„Ich musste erst an den Tiefpunkt kommen, um mir helfen zu lassen“ (Gastbeitrag)

 Manchmal müssen wir erst am Boden liegen, um uns klar zu werden, dass es so nicht mehr weitergeht. So ging es auch Lisa, einer Leserin des Blogs, die in einem Gastbeitrag ihre Erfahrung mit euch teilen und euch vor allem Mut machen möchte. Hier ist ihre Geschichte.

Ich war eine sehr zurückhaltende Schülerin. Ich beteiligte mich kaum am Unterricht, weil ich sehr große Angst hatte, etwas falsch zu machen. Ich war dauernd angespannt, weil ich Angst hatte drangenommen zu werden. Ich fühlte mich innerhalb meiner Kurse unwohl, gehörte nie wirklich dazu und wurde kaum wahrgenommen. Ich hatte kein Selbstvertrauen und sagte lieber gar nichts als das Falsche. Ich hatte eine soziale Phobie, ich hatte Angst und noch dazu sehr schlechte mündliche Noten.

Mit Beginn des Studiums wollte ich endlich dazugehören.

Ich wollte gesehen werden und die Anerkennung und Wertschätzung bekommen, nach der ich mich so lange schon gesehnt habe. Ich wollte Respekt für meinen Ehrgeiz und meine Disziplin, für meine Zielstrebigkeit. Anerkennung und Wertschätzung für meine sportlichen Leistungen, mein Allgemeinwissen und meine Leistungen in der Uni. Ich wollte mich endlich wertvoll fühlen.
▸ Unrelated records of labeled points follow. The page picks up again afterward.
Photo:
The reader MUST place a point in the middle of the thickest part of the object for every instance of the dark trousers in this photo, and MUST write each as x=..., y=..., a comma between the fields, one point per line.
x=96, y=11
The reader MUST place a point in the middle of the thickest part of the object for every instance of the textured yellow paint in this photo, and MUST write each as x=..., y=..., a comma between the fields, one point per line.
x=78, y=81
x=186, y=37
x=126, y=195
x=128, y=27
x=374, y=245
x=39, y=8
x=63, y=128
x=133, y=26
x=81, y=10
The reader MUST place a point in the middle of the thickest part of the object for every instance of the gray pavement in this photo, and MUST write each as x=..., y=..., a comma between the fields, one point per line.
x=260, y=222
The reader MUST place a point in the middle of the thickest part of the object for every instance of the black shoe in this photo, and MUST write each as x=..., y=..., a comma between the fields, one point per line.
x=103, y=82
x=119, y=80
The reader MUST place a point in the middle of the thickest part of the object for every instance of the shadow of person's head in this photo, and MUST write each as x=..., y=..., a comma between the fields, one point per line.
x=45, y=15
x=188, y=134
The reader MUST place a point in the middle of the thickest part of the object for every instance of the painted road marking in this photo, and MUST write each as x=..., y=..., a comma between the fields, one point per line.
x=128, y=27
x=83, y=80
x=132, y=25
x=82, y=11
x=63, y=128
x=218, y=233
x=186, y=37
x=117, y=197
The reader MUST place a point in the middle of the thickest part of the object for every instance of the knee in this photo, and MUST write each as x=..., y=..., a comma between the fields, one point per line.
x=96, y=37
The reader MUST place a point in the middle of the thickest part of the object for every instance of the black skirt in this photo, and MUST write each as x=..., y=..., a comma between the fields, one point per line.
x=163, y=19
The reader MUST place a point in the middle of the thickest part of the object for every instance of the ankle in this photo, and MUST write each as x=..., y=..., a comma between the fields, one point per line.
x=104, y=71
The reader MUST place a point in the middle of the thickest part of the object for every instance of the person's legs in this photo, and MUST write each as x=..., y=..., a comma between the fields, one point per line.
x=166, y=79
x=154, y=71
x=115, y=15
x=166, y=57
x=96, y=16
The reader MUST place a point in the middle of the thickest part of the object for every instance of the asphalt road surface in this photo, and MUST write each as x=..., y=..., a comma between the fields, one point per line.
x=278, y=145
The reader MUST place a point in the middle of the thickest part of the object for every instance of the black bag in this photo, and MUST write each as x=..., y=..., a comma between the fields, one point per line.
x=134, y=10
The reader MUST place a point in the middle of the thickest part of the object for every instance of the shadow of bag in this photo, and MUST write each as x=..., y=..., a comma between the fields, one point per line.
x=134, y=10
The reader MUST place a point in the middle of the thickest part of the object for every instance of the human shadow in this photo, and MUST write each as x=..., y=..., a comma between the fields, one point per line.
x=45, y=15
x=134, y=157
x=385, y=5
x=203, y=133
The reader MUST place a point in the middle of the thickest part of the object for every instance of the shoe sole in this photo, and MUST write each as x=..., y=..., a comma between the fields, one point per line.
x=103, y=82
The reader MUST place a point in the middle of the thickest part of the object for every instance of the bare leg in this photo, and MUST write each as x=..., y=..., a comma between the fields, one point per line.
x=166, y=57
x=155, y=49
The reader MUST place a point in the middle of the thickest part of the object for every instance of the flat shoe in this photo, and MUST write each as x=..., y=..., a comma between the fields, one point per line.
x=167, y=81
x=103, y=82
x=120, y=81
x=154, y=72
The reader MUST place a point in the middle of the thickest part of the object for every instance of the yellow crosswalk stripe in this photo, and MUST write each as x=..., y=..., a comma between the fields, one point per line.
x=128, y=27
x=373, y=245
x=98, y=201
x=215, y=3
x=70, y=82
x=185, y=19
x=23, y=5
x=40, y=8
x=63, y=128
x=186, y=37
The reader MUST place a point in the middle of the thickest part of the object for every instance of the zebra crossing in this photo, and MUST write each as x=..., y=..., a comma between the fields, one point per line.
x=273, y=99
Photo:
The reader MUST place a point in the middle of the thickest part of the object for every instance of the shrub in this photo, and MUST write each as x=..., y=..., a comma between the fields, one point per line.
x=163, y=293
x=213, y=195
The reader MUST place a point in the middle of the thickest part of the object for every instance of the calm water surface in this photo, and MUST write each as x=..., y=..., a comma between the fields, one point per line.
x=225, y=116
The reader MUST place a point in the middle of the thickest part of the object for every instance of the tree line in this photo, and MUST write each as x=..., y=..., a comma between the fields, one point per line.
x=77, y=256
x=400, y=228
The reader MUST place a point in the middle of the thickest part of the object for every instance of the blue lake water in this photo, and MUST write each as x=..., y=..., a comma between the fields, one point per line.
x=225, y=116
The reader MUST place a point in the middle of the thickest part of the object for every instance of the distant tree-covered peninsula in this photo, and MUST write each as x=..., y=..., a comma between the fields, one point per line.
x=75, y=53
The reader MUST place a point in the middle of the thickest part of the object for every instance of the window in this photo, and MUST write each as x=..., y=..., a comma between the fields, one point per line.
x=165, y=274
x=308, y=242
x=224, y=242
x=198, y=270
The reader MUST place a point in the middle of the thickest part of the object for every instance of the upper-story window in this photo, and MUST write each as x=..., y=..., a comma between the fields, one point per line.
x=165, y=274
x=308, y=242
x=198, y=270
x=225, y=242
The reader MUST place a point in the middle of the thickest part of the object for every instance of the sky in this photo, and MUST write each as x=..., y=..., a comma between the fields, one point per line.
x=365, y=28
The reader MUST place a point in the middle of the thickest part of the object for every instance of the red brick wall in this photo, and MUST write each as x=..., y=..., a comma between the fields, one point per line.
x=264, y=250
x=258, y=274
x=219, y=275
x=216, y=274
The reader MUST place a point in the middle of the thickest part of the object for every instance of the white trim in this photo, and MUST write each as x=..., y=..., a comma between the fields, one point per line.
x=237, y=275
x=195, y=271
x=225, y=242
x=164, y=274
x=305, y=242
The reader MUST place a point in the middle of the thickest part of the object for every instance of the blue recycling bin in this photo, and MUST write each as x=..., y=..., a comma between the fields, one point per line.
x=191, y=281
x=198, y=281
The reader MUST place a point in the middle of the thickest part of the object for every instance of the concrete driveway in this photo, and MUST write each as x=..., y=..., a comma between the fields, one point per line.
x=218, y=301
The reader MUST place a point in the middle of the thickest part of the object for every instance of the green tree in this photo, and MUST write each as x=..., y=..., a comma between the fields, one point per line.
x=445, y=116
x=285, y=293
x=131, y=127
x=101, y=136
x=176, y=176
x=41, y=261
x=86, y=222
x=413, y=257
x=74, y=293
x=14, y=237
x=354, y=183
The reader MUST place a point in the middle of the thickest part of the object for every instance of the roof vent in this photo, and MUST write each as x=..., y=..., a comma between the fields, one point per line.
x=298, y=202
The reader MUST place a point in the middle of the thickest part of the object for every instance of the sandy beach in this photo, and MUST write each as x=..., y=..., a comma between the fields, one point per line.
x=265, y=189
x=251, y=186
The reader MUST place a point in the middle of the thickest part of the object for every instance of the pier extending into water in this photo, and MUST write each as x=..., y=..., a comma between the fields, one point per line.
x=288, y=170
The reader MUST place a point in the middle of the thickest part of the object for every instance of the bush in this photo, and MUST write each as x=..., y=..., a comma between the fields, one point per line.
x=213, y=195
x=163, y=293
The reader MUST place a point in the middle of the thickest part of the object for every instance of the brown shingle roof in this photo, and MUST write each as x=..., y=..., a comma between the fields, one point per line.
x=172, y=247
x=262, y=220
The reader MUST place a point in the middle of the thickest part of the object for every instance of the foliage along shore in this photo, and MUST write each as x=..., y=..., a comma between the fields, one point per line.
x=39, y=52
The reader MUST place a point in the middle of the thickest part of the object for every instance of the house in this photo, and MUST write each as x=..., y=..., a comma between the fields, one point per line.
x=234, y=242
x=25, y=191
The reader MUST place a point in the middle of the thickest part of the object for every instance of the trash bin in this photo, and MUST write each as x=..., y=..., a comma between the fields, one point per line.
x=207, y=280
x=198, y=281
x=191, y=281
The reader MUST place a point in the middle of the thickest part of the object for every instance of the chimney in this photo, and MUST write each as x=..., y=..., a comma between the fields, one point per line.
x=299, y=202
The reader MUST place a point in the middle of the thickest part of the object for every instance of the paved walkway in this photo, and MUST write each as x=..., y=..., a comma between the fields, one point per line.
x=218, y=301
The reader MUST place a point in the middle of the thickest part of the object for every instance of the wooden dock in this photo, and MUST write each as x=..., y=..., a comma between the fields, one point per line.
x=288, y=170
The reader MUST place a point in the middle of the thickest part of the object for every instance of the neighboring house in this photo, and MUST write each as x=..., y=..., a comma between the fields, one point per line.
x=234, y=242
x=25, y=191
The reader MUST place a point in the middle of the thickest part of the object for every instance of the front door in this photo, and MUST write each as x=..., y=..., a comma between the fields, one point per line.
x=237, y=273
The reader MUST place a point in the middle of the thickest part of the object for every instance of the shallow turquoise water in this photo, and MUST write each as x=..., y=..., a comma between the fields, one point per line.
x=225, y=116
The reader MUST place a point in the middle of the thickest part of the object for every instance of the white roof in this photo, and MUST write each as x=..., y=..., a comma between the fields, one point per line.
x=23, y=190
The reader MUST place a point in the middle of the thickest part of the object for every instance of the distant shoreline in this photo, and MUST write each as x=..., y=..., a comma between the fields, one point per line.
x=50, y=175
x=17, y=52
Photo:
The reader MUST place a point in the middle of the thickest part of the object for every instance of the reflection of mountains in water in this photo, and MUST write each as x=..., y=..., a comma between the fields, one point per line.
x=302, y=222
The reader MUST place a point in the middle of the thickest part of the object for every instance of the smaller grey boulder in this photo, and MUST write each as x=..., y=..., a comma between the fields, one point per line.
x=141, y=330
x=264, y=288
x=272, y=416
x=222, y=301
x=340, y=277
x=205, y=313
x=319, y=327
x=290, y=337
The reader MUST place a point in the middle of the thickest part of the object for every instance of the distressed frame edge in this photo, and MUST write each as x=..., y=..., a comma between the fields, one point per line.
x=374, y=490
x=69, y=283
Ich begann exzessiv Sport zu machen, meine Vorlesungen akribisch vor- und nachzubereiten und täglich mehrere Tageszeitungen zu lesen. Zudem las ich Biografien, wissenschaftliche Zeitschriften und hörte geschichtswissenschaftliche Podcasts. Das restriktive Essen war für mich ein Ausdruck der Disziplin und Kontrolle. Ich wollte nie bewusst abnehmen. Das Abnehmen war für mich jedes Mal ein Erfolgserlebnis, meine Stärke, geschah aber eher unbewusst, sodass ich nicht merkte, dass ich immer mehr Gewicht verlor.

Meine Mama war es, die mich mit der Realität konfrontierte.

Sie machte sich große Sorgen, redete mir immer wieder ein ich solle in eine Klinik gehen und wies mich ständig darauf hin, wie schlecht es mir doch ging. Anfangs habe ich abgeblockt. Ich dachte, ich hätte alles im Griff. Dabei hatte die Magersucht mich im Griff. Langsam gestand ich mir ein, dass ich mich selbst belog und mein ganzes Leben, dass so perfekt schien, brach plötzlich in sich zusammen. Ich fühlte mich als Versager. Ich hatte täglich Ess-Brech-Anfälle, missbrauchte Abführmittel und trank regelmäßig Alkohol. Ich habe mich machtlos gefühlt.

Ich musste erst an den Tiefpunkt kommen, um mir helfen zu lassen.

Der Moment, in dem ich nach dem Erbrechen auf einer Supermarkttoilette zusammengebrochen bin, hat mich wachgerüttelt. Ich konnte so nicht weiter machen, nahm meinen ganzen Mut zusammen und entschied mich eine ambulante Therapie zu machen. Ich hatte sehr große Angst und ich habe mich extrem geschämt, aber dieser Schritt war der Anfang meiner Heilung.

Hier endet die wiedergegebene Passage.